Settlements totaling more than $1 million have been reached in the case of a 16-year-old Montana student with disabilities who was allegedly removed from his school, placed in a church basement and told to watch DVDs and sort nuts and bolts.
The student and his family will receive around $1,141,000 in compensation from the Montana Office of Public Instruction and the rural school district where he was enrolled.
The student is referred to only as R.C. in legal documents to protect his identity. Because the student goes to school in a rural part of Montana, the school district is also unnamed in court documents to avoid revealing his identity.
The majority of the settlement money will go to the teen’s future education under neuropsychology expert Dr. Helena Huckabee of Denver. Only $35,000 of the total amount was paid to the family in damages, including $25,000 from the school district and $10,000 from OPI.
The school district agreed to pay up to $175,000 in educational service fees for the first year and up to $150,000 per year for the following five years. This six years of total service compensates the teen, R.C., for the two remaining years he was eligible for education and the four years he was allegedly denied education by the district. Because the district allegedly failed to provide an education for the student, this program will act as a substitute.
The increase of $25,000 during the first year is to cover any initial costs incurred during the beginning of his treatment.
Additionally, the student's family will be reimbursed for any out-of-pocket expenses incurred for travel costs including lodging, meals, transportation and participation in community-based activities that are part of R.C.’s treatment.
Attorney's fees and costs will also be covered by the settlement. The district will pay $110,000 to cover all fees and costs incurred by the attorney during this case. OPI will pay an additional $71,000 in attorney’s fees and costs. These payments include everything filed during the course of the case.
Additionally, if any payment remains unpaid in full more than three business days after the due date, an annual rate of 18 percent will be applied as a late fee.
Despite paying $81,000 in its portion of the settlement, OPI is not admitting any liability in the case, spokesperson Dylan Klapmeier said. Montana’s state self-insurance reserve fund will pay $30,000, and $51,000 will come out of OPI’s general operating budget.
Superintendent of Public Instruction Elsie Arntzen made the decision to settle “based on the best interests of the student and also to bring this long-standing litigation to a close," Klapmeier said.
Tal Goldin, attorney for Disability Rights Montana, which filed a complaint on behalf of the teen and his family, said he couldn't provide a comment to the press due to a nondisclosure agreement.

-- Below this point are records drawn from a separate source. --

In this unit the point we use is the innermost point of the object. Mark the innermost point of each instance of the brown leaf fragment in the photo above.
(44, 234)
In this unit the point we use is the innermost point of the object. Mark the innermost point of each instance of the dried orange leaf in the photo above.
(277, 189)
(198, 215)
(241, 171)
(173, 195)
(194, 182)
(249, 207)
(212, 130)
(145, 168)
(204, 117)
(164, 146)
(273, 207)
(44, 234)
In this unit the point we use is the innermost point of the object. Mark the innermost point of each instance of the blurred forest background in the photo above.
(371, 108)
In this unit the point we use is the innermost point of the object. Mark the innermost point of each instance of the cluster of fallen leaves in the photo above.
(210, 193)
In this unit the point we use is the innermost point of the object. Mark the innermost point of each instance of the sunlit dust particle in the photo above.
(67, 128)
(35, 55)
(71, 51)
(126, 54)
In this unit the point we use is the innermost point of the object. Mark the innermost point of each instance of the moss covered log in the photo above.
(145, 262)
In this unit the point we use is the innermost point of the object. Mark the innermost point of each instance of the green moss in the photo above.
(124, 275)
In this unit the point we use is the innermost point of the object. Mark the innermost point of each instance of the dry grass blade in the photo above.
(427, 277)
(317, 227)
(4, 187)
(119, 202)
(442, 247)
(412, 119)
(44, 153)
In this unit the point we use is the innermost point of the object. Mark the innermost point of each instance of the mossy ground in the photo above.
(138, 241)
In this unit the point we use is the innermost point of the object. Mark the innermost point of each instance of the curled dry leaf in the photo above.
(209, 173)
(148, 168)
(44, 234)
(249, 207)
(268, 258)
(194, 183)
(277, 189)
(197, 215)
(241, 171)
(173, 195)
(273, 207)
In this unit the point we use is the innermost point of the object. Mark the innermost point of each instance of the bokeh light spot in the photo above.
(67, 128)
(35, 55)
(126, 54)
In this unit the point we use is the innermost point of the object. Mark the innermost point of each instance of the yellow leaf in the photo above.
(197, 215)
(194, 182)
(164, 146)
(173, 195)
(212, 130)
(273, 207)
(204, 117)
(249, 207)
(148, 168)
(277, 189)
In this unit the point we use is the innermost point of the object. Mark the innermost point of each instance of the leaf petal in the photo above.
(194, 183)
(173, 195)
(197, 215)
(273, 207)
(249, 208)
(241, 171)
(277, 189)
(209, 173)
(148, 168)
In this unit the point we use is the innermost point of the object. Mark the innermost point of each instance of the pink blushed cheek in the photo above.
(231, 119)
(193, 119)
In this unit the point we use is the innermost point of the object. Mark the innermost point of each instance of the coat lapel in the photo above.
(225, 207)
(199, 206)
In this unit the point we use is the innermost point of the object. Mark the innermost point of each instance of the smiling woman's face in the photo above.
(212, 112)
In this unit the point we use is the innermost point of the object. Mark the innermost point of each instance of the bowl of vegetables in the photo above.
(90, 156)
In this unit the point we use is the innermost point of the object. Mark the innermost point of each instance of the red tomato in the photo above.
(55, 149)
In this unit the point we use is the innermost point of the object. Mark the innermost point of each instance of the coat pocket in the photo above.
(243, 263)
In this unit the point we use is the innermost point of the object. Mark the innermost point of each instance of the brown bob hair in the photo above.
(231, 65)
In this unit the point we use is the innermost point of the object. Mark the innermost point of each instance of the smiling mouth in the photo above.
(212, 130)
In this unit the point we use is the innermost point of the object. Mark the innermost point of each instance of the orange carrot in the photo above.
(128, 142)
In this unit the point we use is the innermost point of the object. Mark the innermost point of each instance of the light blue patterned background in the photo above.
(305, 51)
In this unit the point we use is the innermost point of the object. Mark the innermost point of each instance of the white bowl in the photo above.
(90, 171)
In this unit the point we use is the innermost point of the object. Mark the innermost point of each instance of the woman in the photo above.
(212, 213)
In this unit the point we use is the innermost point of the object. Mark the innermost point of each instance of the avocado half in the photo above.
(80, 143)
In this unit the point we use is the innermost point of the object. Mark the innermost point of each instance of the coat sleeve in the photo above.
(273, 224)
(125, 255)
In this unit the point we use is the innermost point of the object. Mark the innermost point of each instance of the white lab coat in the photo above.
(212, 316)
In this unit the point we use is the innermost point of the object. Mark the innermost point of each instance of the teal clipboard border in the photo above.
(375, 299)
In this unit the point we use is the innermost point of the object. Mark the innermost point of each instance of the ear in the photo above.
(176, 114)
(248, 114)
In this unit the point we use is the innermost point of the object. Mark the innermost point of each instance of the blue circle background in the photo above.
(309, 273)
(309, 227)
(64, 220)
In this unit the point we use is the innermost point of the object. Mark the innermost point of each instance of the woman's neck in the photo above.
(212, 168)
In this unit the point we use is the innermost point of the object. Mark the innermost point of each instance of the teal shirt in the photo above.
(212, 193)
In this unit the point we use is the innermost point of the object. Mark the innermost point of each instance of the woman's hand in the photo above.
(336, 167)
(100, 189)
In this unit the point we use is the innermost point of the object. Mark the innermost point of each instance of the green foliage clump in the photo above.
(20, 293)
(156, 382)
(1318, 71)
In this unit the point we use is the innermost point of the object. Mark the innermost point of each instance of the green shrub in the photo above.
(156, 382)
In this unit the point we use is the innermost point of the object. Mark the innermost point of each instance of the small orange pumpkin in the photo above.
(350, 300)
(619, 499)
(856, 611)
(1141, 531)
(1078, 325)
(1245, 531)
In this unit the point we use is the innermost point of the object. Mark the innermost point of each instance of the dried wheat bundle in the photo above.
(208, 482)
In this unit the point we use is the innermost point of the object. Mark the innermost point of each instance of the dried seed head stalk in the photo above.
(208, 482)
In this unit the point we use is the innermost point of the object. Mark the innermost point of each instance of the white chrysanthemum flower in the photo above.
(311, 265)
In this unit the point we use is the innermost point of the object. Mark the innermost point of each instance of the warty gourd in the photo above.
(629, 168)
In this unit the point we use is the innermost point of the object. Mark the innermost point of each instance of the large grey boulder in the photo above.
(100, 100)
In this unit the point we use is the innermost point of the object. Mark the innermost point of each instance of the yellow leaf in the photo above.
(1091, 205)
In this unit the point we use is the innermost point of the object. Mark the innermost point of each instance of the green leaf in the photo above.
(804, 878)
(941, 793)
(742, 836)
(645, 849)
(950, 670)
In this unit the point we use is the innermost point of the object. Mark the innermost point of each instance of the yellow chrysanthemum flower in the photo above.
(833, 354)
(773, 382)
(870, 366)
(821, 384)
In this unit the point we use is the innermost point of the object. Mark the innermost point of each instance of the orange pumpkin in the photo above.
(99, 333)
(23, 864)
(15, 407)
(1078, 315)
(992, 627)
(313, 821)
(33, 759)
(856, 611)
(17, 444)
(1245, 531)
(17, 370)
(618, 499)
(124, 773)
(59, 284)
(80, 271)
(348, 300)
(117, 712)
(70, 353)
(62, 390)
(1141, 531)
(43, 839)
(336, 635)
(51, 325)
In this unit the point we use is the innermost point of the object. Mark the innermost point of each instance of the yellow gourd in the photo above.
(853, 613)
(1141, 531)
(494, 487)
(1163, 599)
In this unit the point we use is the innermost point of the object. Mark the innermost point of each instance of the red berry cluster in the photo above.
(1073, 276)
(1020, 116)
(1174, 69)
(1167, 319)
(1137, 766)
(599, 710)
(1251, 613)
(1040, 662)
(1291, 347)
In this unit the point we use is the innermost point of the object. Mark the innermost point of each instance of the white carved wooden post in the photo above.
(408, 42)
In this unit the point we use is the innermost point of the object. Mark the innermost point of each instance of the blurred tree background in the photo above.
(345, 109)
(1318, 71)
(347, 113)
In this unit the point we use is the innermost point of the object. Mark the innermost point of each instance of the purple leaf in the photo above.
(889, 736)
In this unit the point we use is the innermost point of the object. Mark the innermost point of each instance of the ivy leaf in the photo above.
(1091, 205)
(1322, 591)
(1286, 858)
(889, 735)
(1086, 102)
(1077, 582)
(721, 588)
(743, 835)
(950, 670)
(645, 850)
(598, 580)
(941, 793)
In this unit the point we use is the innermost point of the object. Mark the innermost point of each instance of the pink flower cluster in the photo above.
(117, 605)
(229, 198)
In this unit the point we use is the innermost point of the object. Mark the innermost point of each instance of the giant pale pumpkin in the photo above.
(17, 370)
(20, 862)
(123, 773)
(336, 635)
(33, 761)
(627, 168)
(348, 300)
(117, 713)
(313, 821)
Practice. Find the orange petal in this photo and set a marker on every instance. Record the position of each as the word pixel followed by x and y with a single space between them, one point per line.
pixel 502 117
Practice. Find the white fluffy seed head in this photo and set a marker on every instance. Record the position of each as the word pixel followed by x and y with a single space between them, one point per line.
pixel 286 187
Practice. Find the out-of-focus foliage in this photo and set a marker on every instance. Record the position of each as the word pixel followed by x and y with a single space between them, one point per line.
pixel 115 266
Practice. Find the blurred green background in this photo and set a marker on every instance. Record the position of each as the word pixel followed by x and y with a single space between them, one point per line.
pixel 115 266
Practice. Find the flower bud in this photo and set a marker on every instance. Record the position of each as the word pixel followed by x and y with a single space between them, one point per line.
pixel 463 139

The original lawsuit stated that in 2014, R.C. was segregated from other students and moved the basement of a nearby Lutheran church.
In an October 2017 interview, Goldin said, “I don’t know if the state has ever been faced with a case where a district wholly excluded a student. It’s particularly egregious that the state of Montana knows about that and fails to act.”
At the time, the suit claimed that several public officials were aware of the issues but failed to act in order to provide R.C. with adequate educational services. Disability Rights Montana had previously filed an administrative complaint with OPI under the Individuals with Disabilities Education Act, a federal law that provides grant money to states and requires schools to provide special education services to qualified students.
In September 2016, R.C.’s mother filed a formal complaint with OPI, which led to an investigation. OPI found the student was not receiving services and directed the district to take specific action to provide services within 60 days. This was under the administration of Denise Juneau, Superintendent of Public Instruction at the time the incident started.
The district never complied and OPI never enforced its own order, according to court documents.
Requests and demands were reiterated the following year during the administration of Arntzen, who was named in the lawsuit instead of Juneau. Court documents claimed that Arntzen discussed the demands with special education administrators Frank Podobnik and Richard Trerise, both named as defendants in the suit, who allegedly failed to act.
One year after the demands were reiterated, this settlement was reached between the involved parties. The compensation mostly comes in the form of education and treatment for R.C.
According to an evaluation by a neuropsychologist, R.C. suffers from significant cognitive delay and a traumatic brain injury. R.C. also suffers from a seizure disorder that is believed to contribute to his sometimes inappropriate behavior.
The district will provide an education program for R.C. by paying the cost of the services and treatment designed by and implemented under the supervision of Huckabee.
Huckabee will have sole authority and discretion to determine the substance and manner of implementation of all aspects of the program.
R.C.’s educational program will include multidisciplinary instruction that includes applied behavior analysis therapy, trauma-focused services, transition services, academic instruction, assistive technology, supplementary aid and related services such as speech, occupational and physical therapy.
According to court documents, the program will focus on remediation of R.C.’s problematic behaviors and skills necessary for his participation in educational, community and vocational settings in order to live as independently as possible.
R.C. will travel to Huckabee’s clinic in Denver for treatment periods approximately two weeks at a time, three to six hours per day.
While in Montana, R.C. will receive education services seven hours per day. This home program will be implemented by family members, paraprofessionals, registered behavior technicians and other providers as determined appropriate by Huckabee.
The implementation for R.C.’s educational services began in the 2018-19 school year and will run through the 2023-24 school year.